Written and directed by Ben Cresciman, Sun Choke is a completely female driven film where men are pretty much good for nothing. We have an absentee father, a token rapist and a guy who is only good for sex. Our ladies, on the other hand, are all strong women with some serious flaws.
Centering on Janie (Sarah Hagan), she is a woman under extreme and constant supervision in an effort to avoid another violent, psychotic breakdown. With her long, brown hair parted down the center and her meek, tiny voice she seems more like catnip for Ted Bundy than a woman to be concerned about and that is exactly what makes Hagan’s performance utterly compelling. Going toe to toe with her is the always excellent Barbara Crampton. Ms. Crampton is, basically, the Julia Roberts of the horror world. She’s our own “America’s Sweetheart” and to see her be an out and out cold hearted bitch is tons of fun.

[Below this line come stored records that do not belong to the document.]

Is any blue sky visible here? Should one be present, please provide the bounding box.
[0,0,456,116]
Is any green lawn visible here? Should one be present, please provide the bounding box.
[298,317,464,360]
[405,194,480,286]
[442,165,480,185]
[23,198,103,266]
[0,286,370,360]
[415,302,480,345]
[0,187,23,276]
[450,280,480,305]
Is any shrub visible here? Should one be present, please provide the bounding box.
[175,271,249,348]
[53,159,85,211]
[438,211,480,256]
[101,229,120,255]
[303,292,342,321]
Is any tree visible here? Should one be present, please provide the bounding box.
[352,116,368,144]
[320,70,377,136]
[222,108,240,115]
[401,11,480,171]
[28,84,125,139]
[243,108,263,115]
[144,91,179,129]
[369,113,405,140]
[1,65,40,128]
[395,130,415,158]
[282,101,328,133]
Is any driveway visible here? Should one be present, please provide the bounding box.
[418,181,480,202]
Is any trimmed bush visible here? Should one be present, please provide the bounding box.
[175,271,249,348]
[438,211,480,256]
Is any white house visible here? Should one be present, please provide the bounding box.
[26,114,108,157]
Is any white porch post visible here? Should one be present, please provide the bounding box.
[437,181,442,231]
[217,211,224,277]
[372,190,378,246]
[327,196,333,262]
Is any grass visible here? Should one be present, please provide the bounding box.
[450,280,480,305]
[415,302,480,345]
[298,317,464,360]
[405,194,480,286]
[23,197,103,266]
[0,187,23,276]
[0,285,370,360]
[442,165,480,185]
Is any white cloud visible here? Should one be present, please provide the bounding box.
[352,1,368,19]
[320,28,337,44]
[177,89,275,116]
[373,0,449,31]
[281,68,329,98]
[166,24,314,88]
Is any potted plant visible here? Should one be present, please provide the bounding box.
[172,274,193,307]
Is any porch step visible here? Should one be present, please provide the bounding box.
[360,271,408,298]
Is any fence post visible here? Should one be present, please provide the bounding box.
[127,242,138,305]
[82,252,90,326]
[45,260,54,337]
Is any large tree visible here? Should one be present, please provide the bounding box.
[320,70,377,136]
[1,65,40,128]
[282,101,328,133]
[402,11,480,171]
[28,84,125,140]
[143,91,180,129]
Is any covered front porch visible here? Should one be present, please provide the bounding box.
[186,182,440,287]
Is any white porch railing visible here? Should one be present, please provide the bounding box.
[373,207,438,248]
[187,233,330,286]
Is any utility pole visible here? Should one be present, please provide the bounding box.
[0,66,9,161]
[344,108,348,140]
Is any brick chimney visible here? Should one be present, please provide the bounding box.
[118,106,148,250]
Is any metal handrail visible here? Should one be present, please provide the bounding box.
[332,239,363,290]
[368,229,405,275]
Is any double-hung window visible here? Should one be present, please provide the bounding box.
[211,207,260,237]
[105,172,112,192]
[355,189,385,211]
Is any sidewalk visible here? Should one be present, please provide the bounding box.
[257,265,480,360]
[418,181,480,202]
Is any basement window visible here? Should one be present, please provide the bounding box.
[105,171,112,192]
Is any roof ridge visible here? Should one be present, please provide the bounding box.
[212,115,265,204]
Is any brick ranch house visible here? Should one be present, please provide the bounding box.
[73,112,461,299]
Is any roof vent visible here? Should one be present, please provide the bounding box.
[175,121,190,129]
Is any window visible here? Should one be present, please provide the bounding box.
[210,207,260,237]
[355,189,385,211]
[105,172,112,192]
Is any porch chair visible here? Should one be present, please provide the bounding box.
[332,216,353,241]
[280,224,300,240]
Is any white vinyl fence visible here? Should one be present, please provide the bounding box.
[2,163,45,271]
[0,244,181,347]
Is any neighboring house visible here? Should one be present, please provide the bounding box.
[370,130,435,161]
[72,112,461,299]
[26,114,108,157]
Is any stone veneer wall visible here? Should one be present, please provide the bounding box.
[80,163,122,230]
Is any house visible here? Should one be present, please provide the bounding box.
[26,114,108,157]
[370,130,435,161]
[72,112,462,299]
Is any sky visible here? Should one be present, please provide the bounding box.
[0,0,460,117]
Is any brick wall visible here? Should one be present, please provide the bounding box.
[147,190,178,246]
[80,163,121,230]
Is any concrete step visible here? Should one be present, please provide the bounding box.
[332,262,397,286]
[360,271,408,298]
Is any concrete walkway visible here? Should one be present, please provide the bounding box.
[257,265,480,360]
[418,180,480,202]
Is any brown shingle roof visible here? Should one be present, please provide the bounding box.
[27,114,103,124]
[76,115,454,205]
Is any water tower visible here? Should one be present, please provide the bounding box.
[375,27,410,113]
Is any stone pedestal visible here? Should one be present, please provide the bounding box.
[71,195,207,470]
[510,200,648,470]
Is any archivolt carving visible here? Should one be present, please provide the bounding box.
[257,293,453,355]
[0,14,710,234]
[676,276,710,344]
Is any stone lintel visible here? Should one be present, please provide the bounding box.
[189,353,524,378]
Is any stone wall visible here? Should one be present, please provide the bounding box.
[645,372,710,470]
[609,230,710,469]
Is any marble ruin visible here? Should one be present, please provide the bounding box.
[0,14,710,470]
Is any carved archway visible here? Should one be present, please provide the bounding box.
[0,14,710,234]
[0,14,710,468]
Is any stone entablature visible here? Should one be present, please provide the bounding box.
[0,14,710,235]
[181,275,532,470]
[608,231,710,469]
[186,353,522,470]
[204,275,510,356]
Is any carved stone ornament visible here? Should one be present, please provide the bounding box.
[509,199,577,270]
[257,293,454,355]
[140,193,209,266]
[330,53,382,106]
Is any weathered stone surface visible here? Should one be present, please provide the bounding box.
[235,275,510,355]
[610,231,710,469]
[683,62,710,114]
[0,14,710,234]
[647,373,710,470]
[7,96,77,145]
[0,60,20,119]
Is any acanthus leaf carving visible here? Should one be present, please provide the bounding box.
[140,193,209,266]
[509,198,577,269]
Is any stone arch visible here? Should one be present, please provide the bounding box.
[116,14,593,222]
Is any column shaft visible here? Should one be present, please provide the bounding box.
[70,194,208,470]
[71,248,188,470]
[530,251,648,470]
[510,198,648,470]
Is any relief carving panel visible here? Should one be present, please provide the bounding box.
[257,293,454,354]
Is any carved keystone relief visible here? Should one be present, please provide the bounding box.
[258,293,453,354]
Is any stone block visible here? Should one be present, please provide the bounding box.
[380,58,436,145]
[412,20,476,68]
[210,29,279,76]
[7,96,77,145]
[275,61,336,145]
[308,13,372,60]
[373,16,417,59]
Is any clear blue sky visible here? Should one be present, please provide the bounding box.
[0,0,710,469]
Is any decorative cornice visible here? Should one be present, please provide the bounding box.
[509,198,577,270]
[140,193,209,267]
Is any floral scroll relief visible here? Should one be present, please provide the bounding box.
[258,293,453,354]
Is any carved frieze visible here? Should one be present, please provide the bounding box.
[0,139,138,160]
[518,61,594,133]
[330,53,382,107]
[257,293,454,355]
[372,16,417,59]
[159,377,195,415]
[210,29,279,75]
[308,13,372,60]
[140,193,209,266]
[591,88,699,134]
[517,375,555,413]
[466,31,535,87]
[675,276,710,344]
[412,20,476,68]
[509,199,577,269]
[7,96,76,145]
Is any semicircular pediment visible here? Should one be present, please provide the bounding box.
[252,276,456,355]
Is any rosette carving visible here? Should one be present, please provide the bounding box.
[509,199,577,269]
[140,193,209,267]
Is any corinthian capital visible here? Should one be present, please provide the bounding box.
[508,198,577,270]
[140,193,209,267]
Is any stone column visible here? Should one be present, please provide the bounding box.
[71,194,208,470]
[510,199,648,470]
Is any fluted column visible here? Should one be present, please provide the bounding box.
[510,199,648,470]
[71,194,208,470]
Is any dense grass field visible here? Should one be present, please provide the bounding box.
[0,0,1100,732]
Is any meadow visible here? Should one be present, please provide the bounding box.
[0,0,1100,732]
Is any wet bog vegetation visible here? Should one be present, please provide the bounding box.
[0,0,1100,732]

I’ve always loved her icy blonde Hitchcock hair and what an icy bitch she is in Sun Choke.
Taking place, mostly, in a quiet, cold and sterile house Irma (Crampton) uses some questionable holistic methods to heal Janie. Janie’s mother has long since passed and Irma took on the responsibility of raising Janie and we get some flashbacks, but nothing is explicitly explained and you’re not always sure how spot on the timeline is. All the better to bring you into Janie’s psychosis. After Irma decides that Janie has earned the right to leave the house, she begins following Savannah (Sara Malakul Lane) and her obsession escalates rather quickly. This obsession is strange and wide open for interpretation from the viewer. In fact, most actions and the drive behind them are open for interpretation all while presented in a very stripped down esthetic that feels open and claustrophobic all at once.
This is the kind of movie that you don’t reveal much about. It is something for each viewer to experience on their own. What I can tell you is that it’s a beautifully shot film that utilizes silence and slow pacing in a wonderfully unsettling manner. Relationships between women are always complex;especially when it comes to the caregiver role and this movie does not shy away from how truly toxic that can be. Hagan, Lane and Crampton all brought their A-game to this twisted world of female power struggles and neurosis. Crampton is especially hypnotic and her stellar performance is worth the ticket price alone. Sun Choke isn’t for everyone, but it’s a slowly unfolding thriller that made me feel sad, uncomfortable and a little bit shocked. I loved it.